Skip to content

Corpus I/O

Build frequency Counters from tokens, text, or count files.

keyflux.io.corpus

Build frequency Counters from tokens, text, or count files.

keyflux is about keyness and rank comparison, not tokenisation. These helpers cover the simple cases; for real linguistic tokenisation, pre-tokenise (for example with kenon.Tokenizer) and pass the resulting Counter directly.

counts_from_text(text, *, lowercase=True)

Tokenise a string on word characters, then count.

Uses a simple word-character regular expression — adequate for demos and tests, not a substitute for linguistic tokenisation.

Parameters:

Name Type Description Default
text str

Raw text to tokenise and count.

required
lowercase bool

If True, lowercase before counting.

True

Returns:

Type Description
Counter[str]

A Counter mapping each type to its frequency.

Examples:

>>> counts_from_text("The cat sat. The dog ran.")["the"]
2
Source code in keyflux/io/corpus.py
def counts_from_text(text: str, *, lowercase: bool = True) -> Counter[str]:
    """Tokenise a string on word characters, then count.

    Uses a simple word-character regular expression — adequate for demos and
    tests, not a substitute for linguistic tokenisation.

    Args:
        text: Raw text to tokenise and count.
        lowercase: If True, lowercase before counting.

    Returns:
        A Counter mapping each type to its frequency.

    Examples:
        >>> counts_from_text("The cat sat. The dog ran.")["the"]
        2
    """
    tokens = _WORD_RE.findall(text.lower() if lowercase else text)
    return Counter(tokens)

counts_from_tokens(tokens, *, lowercase=True)

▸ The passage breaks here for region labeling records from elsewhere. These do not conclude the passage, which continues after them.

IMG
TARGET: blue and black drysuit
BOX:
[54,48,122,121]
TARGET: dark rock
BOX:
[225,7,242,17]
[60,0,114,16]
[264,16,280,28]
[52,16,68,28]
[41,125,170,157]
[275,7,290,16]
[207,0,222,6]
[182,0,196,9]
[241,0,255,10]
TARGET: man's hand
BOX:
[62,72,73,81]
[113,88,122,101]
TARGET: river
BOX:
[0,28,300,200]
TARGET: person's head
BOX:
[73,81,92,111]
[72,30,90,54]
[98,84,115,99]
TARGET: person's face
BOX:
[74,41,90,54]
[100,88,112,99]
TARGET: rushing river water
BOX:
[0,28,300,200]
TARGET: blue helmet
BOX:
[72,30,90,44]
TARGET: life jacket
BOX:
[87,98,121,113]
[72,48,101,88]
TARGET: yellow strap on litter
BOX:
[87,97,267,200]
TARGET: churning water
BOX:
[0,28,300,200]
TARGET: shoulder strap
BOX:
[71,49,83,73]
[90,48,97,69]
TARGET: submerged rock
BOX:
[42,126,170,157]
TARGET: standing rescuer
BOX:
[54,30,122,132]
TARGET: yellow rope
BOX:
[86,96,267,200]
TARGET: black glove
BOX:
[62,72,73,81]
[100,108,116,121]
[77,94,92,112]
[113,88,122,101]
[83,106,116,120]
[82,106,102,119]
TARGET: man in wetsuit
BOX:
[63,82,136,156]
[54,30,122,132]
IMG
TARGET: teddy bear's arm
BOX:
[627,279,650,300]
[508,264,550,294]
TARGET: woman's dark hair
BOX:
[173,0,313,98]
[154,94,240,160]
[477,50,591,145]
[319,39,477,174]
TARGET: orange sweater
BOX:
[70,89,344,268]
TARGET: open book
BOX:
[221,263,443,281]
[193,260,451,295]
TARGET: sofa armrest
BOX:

Build a frequency Counter from a token iterable.

Parameters:

Name Type Description Default
tokens Iterable[str]

Already-tokenised word types.

required
lowercase bool

If True, lowercase each token before counting.

True

Returns:

Type Description
Counter[str]

A Counter mapping each type to its frequency.

Examples:

>>> counts_from_tokens(["The", "cat", "the", "CAT"])
Counter({'the': 2, 'cat': 2})
Source code in keyflux/io/corpus.py
def counts_from_tokens(
    tokens: Iterable[str], *, lowercase: bool = True
) -> Counter[str]:
    """Build a frequency Counter from a token iterable.

    Args:
        tokens: Already-tokenised word types.
        lowercase: If True, lowercase each token before counting.

    Returns:
        A Counter mapping each type to its frequency.

    Examples:
        >>> counts_from_tokens(["The", "cat", "the", "CAT"])
        Counter({'the': 2, 'cat': 2})
    """
    if lowercase:
        return Counter(t.lower() for t in tokens)
    return Counter(tokens)

load_counts(path)

Read a count file into a Counter.

Each non-empty line is either type<TAB>count or a bare type (counted as one occurrence per line).

Parameters:

Name Type Description Default
path str | Path

Path to the count file.

required

Returns:

Type Description
Counter[str]

A Counter built from the file.

Raises:

Type Description
FileNotFoundError

If path does not exist.

ValueError

If a count field is present but not an integer.

Examples:

>>> import tempfile, pathlib
>>> p = pathlib.Path(tempfile.mkdtemp()) / "counts.tsv"
>>> rows = ["climate" + chr(9) + "30", "carbon" + chr(9) + "12"]
>>> _ = p.write_text(chr(10).join(rows))
>>> load_counts(p)
Counter({'climate': 30, 'carbon': 12})
Source code in keyflux/io/corpus.py
def load_counts(path: str | Path) -> Counter[str]:
    """Read a count file into a Counter.

    Each non-empty line is either ``type<TAB>count`` or a bare ``type`` (counted
    as one occurrence per line).

    Args:
        path: Path to the count file.

    Returns:
        A Counter built from the file.

    Raises:
        FileNotFoundError: If ``path`` does not exist.
        ValueError: If a count field is present but not an integer.

    Examples:
        >>> import tempfile, pathlib
        >>> p = pathlib.Path(tempfile.mkdtemp()) / "counts.tsv"
        >>> rows = ["climate" + chr(9) + "30", "carbon" + chr(9) + "12"]
        >>> _ = p.write_text(chr(10).join(rows))
        >>> load_counts(p)
        Counter({'climate': 30, 'carbon': 12})
    """
    counts: Counter[str] = Counter()
    for line in Path(path).read_text(encoding="utf-8").splitlines():
        line = line.strip()
        if not line:
            continue
        parts = line.split("\t")
        if len(parts) == 1:
            counts[parts[0]] += 1
        else:
            word, raw = parts[0], parts[1]
            try:
                counts[word] += int(raw)
            except ValueError as exc:
                msg = f"Non-integer count {raw!r} for type {word!r}."
                raise ValueError(msg) from exc
    return counts